The daemon command runs and manages the background scheduler that fires routines automatically. Terminal Agent has no cloud backend, so a local long-lived process owns scheduling: it holds an in-process cron over every enabled routine that has a schedule, and when one is due it launches agent routine run <id> --scheduled as an isolated subprocess.
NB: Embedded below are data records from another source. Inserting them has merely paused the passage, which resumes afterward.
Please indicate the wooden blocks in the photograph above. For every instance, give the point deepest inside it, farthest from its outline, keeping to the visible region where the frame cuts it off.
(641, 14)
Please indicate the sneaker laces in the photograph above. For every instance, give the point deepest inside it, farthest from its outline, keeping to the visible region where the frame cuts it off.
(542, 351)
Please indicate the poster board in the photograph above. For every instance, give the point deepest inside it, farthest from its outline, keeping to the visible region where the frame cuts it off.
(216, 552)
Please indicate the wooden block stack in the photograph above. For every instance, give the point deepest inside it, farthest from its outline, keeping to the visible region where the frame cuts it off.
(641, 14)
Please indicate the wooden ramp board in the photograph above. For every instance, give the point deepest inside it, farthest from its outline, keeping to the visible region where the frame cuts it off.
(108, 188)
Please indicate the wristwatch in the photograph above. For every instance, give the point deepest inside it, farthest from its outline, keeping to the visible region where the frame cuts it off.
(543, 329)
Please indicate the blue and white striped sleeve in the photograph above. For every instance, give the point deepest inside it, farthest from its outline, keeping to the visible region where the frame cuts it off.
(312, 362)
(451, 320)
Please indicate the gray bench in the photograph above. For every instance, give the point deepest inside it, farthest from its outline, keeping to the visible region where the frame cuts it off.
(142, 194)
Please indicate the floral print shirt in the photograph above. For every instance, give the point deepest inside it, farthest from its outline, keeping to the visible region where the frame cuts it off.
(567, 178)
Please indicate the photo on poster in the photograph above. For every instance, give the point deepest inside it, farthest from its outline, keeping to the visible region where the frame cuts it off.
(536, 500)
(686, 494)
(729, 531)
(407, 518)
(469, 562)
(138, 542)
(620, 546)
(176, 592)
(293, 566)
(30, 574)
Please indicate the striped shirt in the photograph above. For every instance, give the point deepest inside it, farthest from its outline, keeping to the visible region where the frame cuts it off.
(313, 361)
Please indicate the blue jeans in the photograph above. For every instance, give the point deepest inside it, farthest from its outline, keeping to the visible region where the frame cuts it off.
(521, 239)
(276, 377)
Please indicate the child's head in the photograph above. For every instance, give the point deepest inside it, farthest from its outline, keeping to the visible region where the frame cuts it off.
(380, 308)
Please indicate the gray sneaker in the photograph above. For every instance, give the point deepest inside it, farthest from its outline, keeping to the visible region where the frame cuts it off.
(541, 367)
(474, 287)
Subprocess isolation means a hang, crash, or model failure in one routine cannot take down the daemon or other runs, and each run goes through the exact same path as a manual agent routine run.

Usage

agent daemon <subcommand>
Subcommand Purpose
start Run the scheduler in the foreground. This is what the service manager executes; you can also run it directly to watch it work.
status Report whether the daemon is running, its PID, the number of scheduled routines, and the next fire time.
stop Signal the running daemon to stop.
install Register the daemon with the OS service manager so it starts on login and restarts on failure.
uninstall Remove the daemon from the OS service manager.

Running automatically

install registers the daemon itself as a per-machine OS service (one entry, not one per routine):

  • macOS — a launchd LaunchAgent at ~/Library/LaunchAgents/com.terminal-agent.daemon.plist (RunAtLoad, KeepAlive), loaded with launchctl.
  • Linux — a systemd user unit at ~/.config/systemd/user/terminal-agent.service (Restart=on-failure, WantedBy=default.target), enabled with systemctl --user.
agent daemon install     # start now and on every login
agent daemon status
agent daemon uninstall   # stop and remove the service entry

On unsupported platforms, run agent daemon start under your own supervisor.

Behavior

  • Only enabled routines with a non-empty --cron schedule are scheduled; the global routines.enabled toggle disables all scheduling at once.
  • The daemon watches both the routines definitions file and config.json and reloads on change, so create / enable / disable / delete and toggling routines.enabled all take effect without a restart.
  • It publishes each routine's next run time, which agent routine list / show display, and clears it when a routine is disabled or removed.
  • A routine whose previous run is still in progress is skipped, not run concurrently. This single-flight guard is enforced across processes (a routine lock), so a manual run and a scheduled run never overlap either.
  • Only one daemon runs at a time (single-instance lock). status and stop use that lock as the source of truth, so a stale PID file left by a crash is not mistaken for a running daemon.
  • Routine default changes (model, budgets) take effect on the next run with no daemon restart, because each run reloads configuration in its own process.

Limitations

  • The host must be on and the daemon running at the scheduled time. Runs missed while the daemon was down are not caught up — the routine simply fires on its next schedule.
  • Schedules use standard 5-field cron expressions (and @hourly, @daily, @every 1h, etc.).